Does the gbtree prediction match between R xgboost and Python xgboost?

I replaced the xgboost script implemented in R with Python.
I was expecting to match the results predicted by the R script.
However, I am wondering that there is a considerable divergence in the prediction results of Python replaced with the prediction results learned with R Script.
Just generate a training data DMatrix, train (), and then predict () the prediction data.
Of course, the training data and the prediction data are the same, and the parameters are as follows.

param = {
    'booster': 'gbtree'
    , 'objective': 'multi: softmax'
    , 'eval_metric': 'merror'
    , 'gamma': 0
    , 'eta': 0.3
    , 'max_depth': 6
    , 'min_child_weight': 1
    , 'colsample_bytree': 0.9
    , 'subsample': 0.8
    , 'alpha': 1
    , 'num_class': 8
    , 'nthread': multiprocessing.cpu_count () -1
}

The version of xgboost package is 0.90.

Is it impossible to get the same result with R and Python implementations even if they are almost the same implementation, eliminating randomness?

Postscript

Python Code

x_train = pd.read_csv("./test/x_train.csv")
y_train = pd.read_csv("./test/y_train.csv")

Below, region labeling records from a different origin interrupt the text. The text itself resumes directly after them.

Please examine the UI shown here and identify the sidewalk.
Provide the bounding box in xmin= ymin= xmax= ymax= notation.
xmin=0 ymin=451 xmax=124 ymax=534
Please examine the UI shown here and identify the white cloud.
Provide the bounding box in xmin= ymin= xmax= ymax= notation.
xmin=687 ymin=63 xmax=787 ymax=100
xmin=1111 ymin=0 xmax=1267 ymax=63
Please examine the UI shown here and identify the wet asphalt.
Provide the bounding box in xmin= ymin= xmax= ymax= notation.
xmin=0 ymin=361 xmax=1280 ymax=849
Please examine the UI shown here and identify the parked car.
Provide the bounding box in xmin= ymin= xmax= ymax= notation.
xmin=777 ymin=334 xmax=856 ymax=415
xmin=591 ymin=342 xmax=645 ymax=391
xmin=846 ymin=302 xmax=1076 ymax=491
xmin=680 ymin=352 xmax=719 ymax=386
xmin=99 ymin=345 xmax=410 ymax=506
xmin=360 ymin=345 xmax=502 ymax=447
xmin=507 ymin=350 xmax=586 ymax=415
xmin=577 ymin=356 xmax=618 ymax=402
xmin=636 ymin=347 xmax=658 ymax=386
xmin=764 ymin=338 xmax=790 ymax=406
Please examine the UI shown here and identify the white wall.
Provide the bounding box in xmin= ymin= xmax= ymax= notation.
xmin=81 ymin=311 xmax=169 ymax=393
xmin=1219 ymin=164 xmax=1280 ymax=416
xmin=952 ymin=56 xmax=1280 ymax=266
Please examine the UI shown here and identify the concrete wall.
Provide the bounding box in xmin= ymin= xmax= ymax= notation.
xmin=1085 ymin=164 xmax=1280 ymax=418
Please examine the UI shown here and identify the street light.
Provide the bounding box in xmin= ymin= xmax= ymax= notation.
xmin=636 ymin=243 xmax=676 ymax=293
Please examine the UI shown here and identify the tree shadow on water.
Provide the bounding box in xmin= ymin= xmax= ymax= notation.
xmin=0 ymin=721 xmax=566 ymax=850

np.random.seed(0) # シードを固定

xd_train = xgb.DMatrix(
    data = x_train
    ,label = y_train
)
# model parameter
# https://xgboost.readthedocs.io/en/latest/parameter.html
param = {
    'booster'           : 'gbtree'
    ,'objective'        : 'multi:softmax'
    ,'eval_metric'      : 'merror'
    ,'gamma'            : 0
    ,'eta'              : 0.3
    ,'max_depth'        : 6
    ,'min_child_weight' : 1
    ,'colsample_bytree' : 0.9
    ,'subsample'        : 0.8
    ,'alpha'            : 1
    ,'num_class'        : 8
}

# Xgboost Learning
bst_fit_down = xgb.train(param,
                        xd_train,
                        num_boost_round = 500                        
)
print(xd_train.get_label())
print(xd_train.get_weight())
print(xd_train.get_base_margin())
print(xd_train.num_row())
bst_fit_down.dump_model('./test/model_P.txt', with_stats = True)

R Code

x_train <- fread("./test/x_train.csv", stringsAsFactors = F)
y_train <- fread("./test/y_train.csv", stringsAsFactors = F, header = T)

# シードを固定
set.seed(0)
# data table matrix
dt_train <- data.table(x_train, keep.rownames=F)
## 素性をsparse matrix形式に変換
smat_train <- sparse.model.matrix( ~ ., data = x_train)

xd_train <- xgb.DMatrix(
  data = smat_train
  ,label = data.table(y_train, keep.rownames=F)$Y# label dataのみ
)

#並列処理(結果に影響しないことを確認済み)
require(doParallel)
registerDoParallel(detectCores()-1)
# model parameter
param <- list(
  booster           = "gbtree"
  ,objective        = "multi:softmax"
  ,eval_metric      = "merror"
  ,gamma            = 0
  ,eta              = 0.3
  ,max_depth        = 6
  ,min_child_weight = 1
  ,colsample_bytree = 0.9
  ,subsample        = 0.8
  ,alpha            = 1
  ,num_class        = 8
)

# Xgboost Learning trainとxgboostの学習結果は同じ
bst_fit_down <- xgboost(data = xd_train, 
                        nround = 500, #model.cv$best_iteration,#ベストな学習数
                        param = param
)
#bst_fit_down <- xgb.train(data = xd_train,
#                          nrounds = 500,
#                          params = param)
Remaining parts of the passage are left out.